O lucro que escapa no detalhe

Habitualmente, as empresas acompanham com rigor a oscilação dos custos, o peso da carga tributária, o comportamento do consumo e a dificuldade de acesso ao crédito, mas ainda assim deixam uma parte importante de sua rentabilidade escapar por uma via menos visível. Trata-se de uma perda provocada por falhas rotineiras na forma como a relação de consumo é conduzida, gestão do negócio e da oferta à entrega final.
Nos pequenos e médios negócios, esse tipo de erosão costuma ocorrer de maneira silenciosa.

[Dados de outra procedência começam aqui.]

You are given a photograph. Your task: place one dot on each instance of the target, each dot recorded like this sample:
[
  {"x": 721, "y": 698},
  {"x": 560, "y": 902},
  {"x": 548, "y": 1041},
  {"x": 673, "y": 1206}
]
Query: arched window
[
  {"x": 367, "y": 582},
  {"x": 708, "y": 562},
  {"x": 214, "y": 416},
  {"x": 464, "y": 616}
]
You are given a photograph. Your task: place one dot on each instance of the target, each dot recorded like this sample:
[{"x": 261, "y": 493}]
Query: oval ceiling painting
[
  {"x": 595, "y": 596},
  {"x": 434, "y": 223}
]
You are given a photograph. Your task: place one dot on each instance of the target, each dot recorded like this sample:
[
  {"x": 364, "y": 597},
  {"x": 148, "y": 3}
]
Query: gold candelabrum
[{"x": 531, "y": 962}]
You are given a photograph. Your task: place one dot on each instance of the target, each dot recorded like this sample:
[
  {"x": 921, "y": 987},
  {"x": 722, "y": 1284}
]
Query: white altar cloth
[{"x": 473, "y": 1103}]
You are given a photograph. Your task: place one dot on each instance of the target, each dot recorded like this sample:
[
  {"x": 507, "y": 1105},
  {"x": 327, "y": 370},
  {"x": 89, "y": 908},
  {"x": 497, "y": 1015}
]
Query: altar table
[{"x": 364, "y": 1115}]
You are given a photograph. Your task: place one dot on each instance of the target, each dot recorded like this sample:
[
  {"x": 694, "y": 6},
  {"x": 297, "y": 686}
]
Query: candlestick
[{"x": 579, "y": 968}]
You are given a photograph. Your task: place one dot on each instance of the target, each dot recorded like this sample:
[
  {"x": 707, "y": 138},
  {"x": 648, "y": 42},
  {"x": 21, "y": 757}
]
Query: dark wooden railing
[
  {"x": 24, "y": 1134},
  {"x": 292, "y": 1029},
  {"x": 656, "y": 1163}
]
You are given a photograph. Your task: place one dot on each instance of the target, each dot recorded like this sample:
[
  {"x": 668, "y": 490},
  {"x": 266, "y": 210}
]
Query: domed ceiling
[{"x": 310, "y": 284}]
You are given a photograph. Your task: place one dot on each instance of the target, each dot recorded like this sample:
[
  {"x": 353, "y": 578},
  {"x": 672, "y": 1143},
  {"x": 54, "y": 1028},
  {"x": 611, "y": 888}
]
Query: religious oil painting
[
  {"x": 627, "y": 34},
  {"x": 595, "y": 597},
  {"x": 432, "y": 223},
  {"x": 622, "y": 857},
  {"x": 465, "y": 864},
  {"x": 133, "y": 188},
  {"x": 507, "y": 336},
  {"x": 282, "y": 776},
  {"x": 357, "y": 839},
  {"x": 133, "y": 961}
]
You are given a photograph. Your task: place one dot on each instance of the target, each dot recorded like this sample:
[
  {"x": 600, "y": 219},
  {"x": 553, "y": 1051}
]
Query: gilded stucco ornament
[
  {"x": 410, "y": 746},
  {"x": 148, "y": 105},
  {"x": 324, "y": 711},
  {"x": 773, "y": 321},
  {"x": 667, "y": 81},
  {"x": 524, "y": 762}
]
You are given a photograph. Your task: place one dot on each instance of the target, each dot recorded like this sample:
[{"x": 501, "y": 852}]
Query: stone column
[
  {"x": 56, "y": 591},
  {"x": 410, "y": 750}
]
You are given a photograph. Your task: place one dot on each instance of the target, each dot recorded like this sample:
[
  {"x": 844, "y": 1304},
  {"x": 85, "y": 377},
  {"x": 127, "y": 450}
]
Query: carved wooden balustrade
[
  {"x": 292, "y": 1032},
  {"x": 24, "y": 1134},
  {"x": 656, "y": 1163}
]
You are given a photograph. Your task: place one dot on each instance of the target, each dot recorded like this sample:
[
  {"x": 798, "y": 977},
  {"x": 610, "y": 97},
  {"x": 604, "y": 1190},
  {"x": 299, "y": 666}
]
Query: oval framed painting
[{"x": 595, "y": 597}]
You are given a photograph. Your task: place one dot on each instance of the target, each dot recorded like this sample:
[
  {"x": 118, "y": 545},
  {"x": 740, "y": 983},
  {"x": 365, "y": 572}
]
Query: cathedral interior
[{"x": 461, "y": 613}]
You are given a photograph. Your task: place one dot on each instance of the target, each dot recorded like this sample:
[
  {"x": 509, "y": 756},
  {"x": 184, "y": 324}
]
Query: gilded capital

Ela se instala em concessões improvisadas para evitar conflito, em retrabalhos que consomem tempo produtivo (isso gera ainda mais custos), em devoluções que imobilizam capital, em ruídos de comunicação e em promessas feitas sem o devido amparo operacional. Quando se percebe a dimensão do problema, a margem já foi comprometida.
Em um ambiente de negócios pressionado por consumidores mais informados e conscientes de seus direitos, vender deixou de ser apenas convencer. Vender, hoje, é assumir responsabilidade sobre o que foi informado, oferecido e sinalizado ao cliente. Prazo, condição comercial, benefício, escopo ou facilidade deixam de existir apenas no campo da intenção e passam a compor uma expectativa objetiva que, se frustrada, produz consequências econômicas concretas, impacta na experiência que o cliente tem com a marcar a e decisão dele realizar novas compras e negócios em recorrências futuras.
Ainda há quem trate essa dinâmica como mero desgaste comercial. É um equívoco. Quando a empresa promete algo que não consegue cumprir com segurança, ela não está apenas correndo o risco de desagradar um consumidor; está abrindo espaço para perda de receita, deterioração de imagem e aumento de passivos operacionais. Para estruturas empresariais menores, nas quais o caixa precisa girar com precisão, esse tipo de desorganização pesa de forma ainda mais intensa.
O problema, quase sempre, começa antes do conflito. Ele nasce em decisões aparentemente pequenas - informação transmitida sem clareza, regra mal explicada, condição verbalizada sem registro, prazo assumido com excesso de otimismo, equipe comercial desalinhada da capacidade real de entrega. É justamente nesse detalhe que a rentabilidade começa a se desfazer.
Por isso, a relação de consumo não deve ser enxergada apenas sob o prisma jurídico ou defensivo. Ela precisa ser compreendida como parte da estratégia econômica do negócio. Quanto maior a clareza na oferta e a coerência entre o que se promete e o que se entrega, menor o nível de atrito; e quanto menor o atrito, menor o desperdício financeiro.
Nesse contexto, o bom atendimento ganha um significado mais amplo. Ele não é apenas um valor de relacionamento. É também um fator de eficiência. Atender com precisão, comunicar com transparência e formalizar condições essenciais da venda são práticas que reduzem incerteza e ampliam previsibilidade .
Os pequenos negócios contam com atributos valiosos, como proximidade com o cliente, agilidade e capacidade de adaptação. Mas nenhuma dessas virtudes se sustenta quando a promessa comercial é conduzida de forma improvisada. Proximidade sem clareza gera ruído. Flexibilidade sem critério gera inconsistência. Boa vontade sem método gera passivo. Em um ambiente no qual reputação influencia diretamente a permanência e a expansão dos negócios, isso representa risco econômico real.
Proteger a margem exige uma visão mais ampla do que simplesmente vender mais ou cortar despesas. Exige eliminar desperdícios que nascem da desorganização comercial e da condução inadequada da relação de consumo. Em muitos casos, o que compromete o resultado do negócio não é um grande erro estratégico, mas a repetição de pequenos descuidos que, somados, corroem competitividade e fragilizam o caixa.
Em um tempo em que confiança, reputação e experiência influenciam tanto a decisão de compra quanto o próprio preço, tratar a relação com o consumidor de maneira profissional deixou de ser uma cautela periférica e passou a ser um imperativo de gestão. A empresa que organiza essa frente reduz incertezas, protege resultado e se posiciona de forma mais madura para enfrentar um mercado exigente. A que insiste em improvisar segue perdendo dinheiro onde menos percebe, justamente no detalhe que parecia pequeno demais para importa.